Monday, 3 March 2014

Why Most Writers End Up Starving



In The Observer this weekend Robert McCrum wrote a fascinating piece entitled “From Bestseller to Bust: is this the end of an author’s life?”

Partly it is fascinating because nothing much really seems to have changed. To be financially successful as a freelancer you need to be entrepreneurial and most creative people are not. The exceptions, from Dickens to Archer, Rowling to Blyton, are blindingly obvious.

Most writers, like most designers and most musicians, need someone else to take care of business for them. Sometimes that person will be an agent, sometimes a traditional publisher, sometimes a lawyer. It might even be Amazon or a freelance publicist.

Finding the right person and being able to make it worth their while to put in the necessary hours on your behalf, has often been a matter of serendipity. If Rupert Thomson, one of the authors that McCrum cites as falling upon hard times, had had a business partner they would probably have advised him not to hire himself a work space in South London, for instance – rule number one for any freelancer must be to keep the regular outgoings down because you are never going to have regular in-comings.

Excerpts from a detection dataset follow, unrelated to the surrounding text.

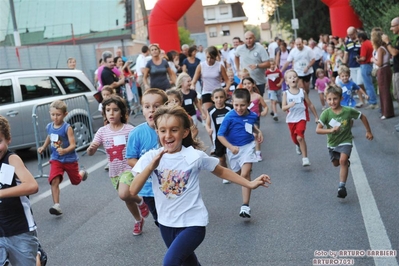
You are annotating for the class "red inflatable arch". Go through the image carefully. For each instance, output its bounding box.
[148,0,195,52]
[321,0,362,38]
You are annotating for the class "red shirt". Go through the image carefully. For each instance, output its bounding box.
[359,40,374,65]
[265,68,283,91]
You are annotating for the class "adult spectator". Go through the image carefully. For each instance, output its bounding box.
[382,17,399,115]
[136,45,150,95]
[357,32,378,109]
[371,28,395,119]
[309,40,324,88]
[343,26,364,108]
[101,51,125,96]
[220,42,230,66]
[267,37,280,59]
[235,31,270,97]
[195,44,206,62]
[230,37,241,83]
[281,38,315,94]
[143,44,176,91]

Yet again, however, we are left at the end of the article not really knowing what figures we are talking about. I wanted to know exactly how much these writers have made each year of their careers. Would it be comparable to the lifetime earnings of a nurse or a doctor? A teaching assistant or a headmistress? These sorts of figures are particularly instructive when you have authors who have been working for a long time, so that blips like occasional large advances or arbitrarily cancelled projects can be ironed out. If we knew those figures we could judge better whether the rewards or the sacrifices of a writer’s life might be deemed worthwhile.   



1 comment:

Jonathan Verney said...

I think McCrum's point is overwhelmingly true:

"To be financially successful as a freelancer you need to be entrepreneurial and most creative people are not."

The creative process is a mystery to most writers, even the good ones, so it follows that the art of making money might be equally mysterious.